Un millar de jóvenes peregrinaron a Puquillay

Se dio inicio al Mes de María en la Diócesis de Rancagua.

Más de mil quinientos jóvenes respondieron al llamado que, desde hace 11 años, el Departamento Diocesano de Pastoral Juvenil de la Diócesis de Rancagua realiza al organizar la Peregrinación Juvenil al Santuario de Puquillay ubicado en la localidad de Nancagua en la Sexta Región. El grupo estaba compuesto por cientos de jóvenes, sacerdotes, religiosos, religiosas, catequistas, familias y encargados de comunidad, que se dieron cita el pasado 8 de Noviembre en el Estadio Municipal de Nancagua para vivir la Estación de Bienvenida organizada por el Decanato Rancagua. En ella se explicó el por qué del caminar un año más hasta la cumbre del monte santo de Puquillay, donde se ubica la imagen de María Inmaculada. El recorrido estuvo acompañado musicalmente por los jóvenes de la Parroquia La Asunción de Quinta de Tilcoco, perteneciente a la Orden de la Madre de Dios.

Así, los encargados de animar los Ritos Iniciales (Saludo, Rito del perdón y gloria) fueron los Decanatos Santos Apóstoles y Cardenal Caro, quienes en el frontis de la Parroquia Nuestra Señora de la Merced de Nancagua y amenizados con la música del Ministerio Éffata favorecieron el clima para el comienzo de la celebración Eucarística.

Desde allí, los peregrinos dirigieron sus pasos por el camino que lleva hacia Puquillay Bajo en donde los Decanatos Santa Rosa y San Fernando –Chimbarongo les esperaban para vivir la Oración Colecta. En esta Estación el signo fue la bendición, recordando que cada uno de nosotros los bautizados gozamos de un sacerdocio común a todos los cristianos, por el cual podemos ofrecer oraciones ante nuestro Dios, especialmente por los que más sufren. La música acompañó la oración de los jóvenes, la cual tuvo como responsables al conocido grupo Omega es Cristo de Santa Cruz.
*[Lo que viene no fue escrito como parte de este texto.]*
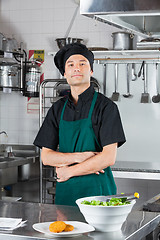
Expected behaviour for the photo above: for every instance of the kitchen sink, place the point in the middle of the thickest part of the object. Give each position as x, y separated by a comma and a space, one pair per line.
15, 161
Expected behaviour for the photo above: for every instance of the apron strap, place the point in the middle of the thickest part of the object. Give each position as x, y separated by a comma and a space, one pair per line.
63, 109
92, 105
91, 108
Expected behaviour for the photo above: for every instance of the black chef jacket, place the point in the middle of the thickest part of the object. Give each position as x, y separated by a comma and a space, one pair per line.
105, 120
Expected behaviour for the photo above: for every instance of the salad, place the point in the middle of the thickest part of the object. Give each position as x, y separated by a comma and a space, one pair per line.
111, 202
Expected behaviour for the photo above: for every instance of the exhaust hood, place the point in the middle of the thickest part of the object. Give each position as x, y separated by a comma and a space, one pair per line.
141, 17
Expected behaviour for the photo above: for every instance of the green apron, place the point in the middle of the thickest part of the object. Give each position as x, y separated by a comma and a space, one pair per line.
78, 136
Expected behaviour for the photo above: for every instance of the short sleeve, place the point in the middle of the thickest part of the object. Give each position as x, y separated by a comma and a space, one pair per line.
48, 135
111, 130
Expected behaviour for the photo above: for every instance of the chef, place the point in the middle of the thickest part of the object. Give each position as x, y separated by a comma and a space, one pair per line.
87, 127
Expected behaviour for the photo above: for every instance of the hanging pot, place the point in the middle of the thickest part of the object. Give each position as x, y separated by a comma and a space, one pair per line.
10, 45
122, 40
9, 75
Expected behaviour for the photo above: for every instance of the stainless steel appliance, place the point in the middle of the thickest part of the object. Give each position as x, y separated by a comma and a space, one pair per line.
141, 17
9, 75
9, 45
122, 41
32, 80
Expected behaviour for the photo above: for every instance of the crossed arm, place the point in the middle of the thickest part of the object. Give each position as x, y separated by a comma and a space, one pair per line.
86, 162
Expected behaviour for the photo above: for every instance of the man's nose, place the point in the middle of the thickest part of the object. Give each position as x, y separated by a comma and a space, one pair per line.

Luego los jóvenes recorrieron la última parte del trayecto para disponerse a subir el cerro de Puquillay y celebrar la Liturgia de la Palabra y la Liturgia Eucarística. Ya en la explanada del Santuario y con el Valle de Colchagua dominando el paisaje bajo la mirada maternal de nuestra Madre María, comenzó la última parte de la Eucaristía, la cual fue presidida por el R.P. Martín Nace K., párroco de la Basílica de Santa Ana de Rengo. Las lecturas fueron una invitación a la misión y a vivir el discipulado como entrega y vocación constante, especialmente como servicio a los más pobres, en defensa de la vida y de la familia como núcleo central de la sociedad. Con el canto del grupo Fe Anástasis de Chimbarongo, se dio paso al momento central de la misa con la Consagración y la Comunión. La acción de gracias fue un momento que marcó como broche de oro la XI Peregrinación, ya que una delegación de la Brigada de Aviación Ejército interpretó dos cantos como homenaje a nuestra Madre al inicio de su mes, los cuales fueron aplaudidos por todos los presentes. Finalizó todo con el envío.
Juan Pablo Espinoza Arce del Departamento Diocesano de Pastoral Juvenil señaló que “no nos queda nada más que agradecer a nuestro amigo Jesús y a María de Puquillay. Gracias al Equipo de Coordinación que hizo posible la XI Peregrinación. Gracias a los seis decanatos que compone nuestra Iglesia Diocesana por vuestro valioso servicio. Gracias a nuestro Pastor, Monseñor Alejandro Goic quien a pesar de encontrarse delicado de salud nos expresó días antes y el mismo día de la Peregrinación su cercanía espiritual. Y gracias especialmente a todos ustedes, queridos peregrinos y peregrinas. Vuestro cansancio, cantos y alegrías ¡DAN ESPERANZA EN ESTA HORA DE LA IGLESIA!”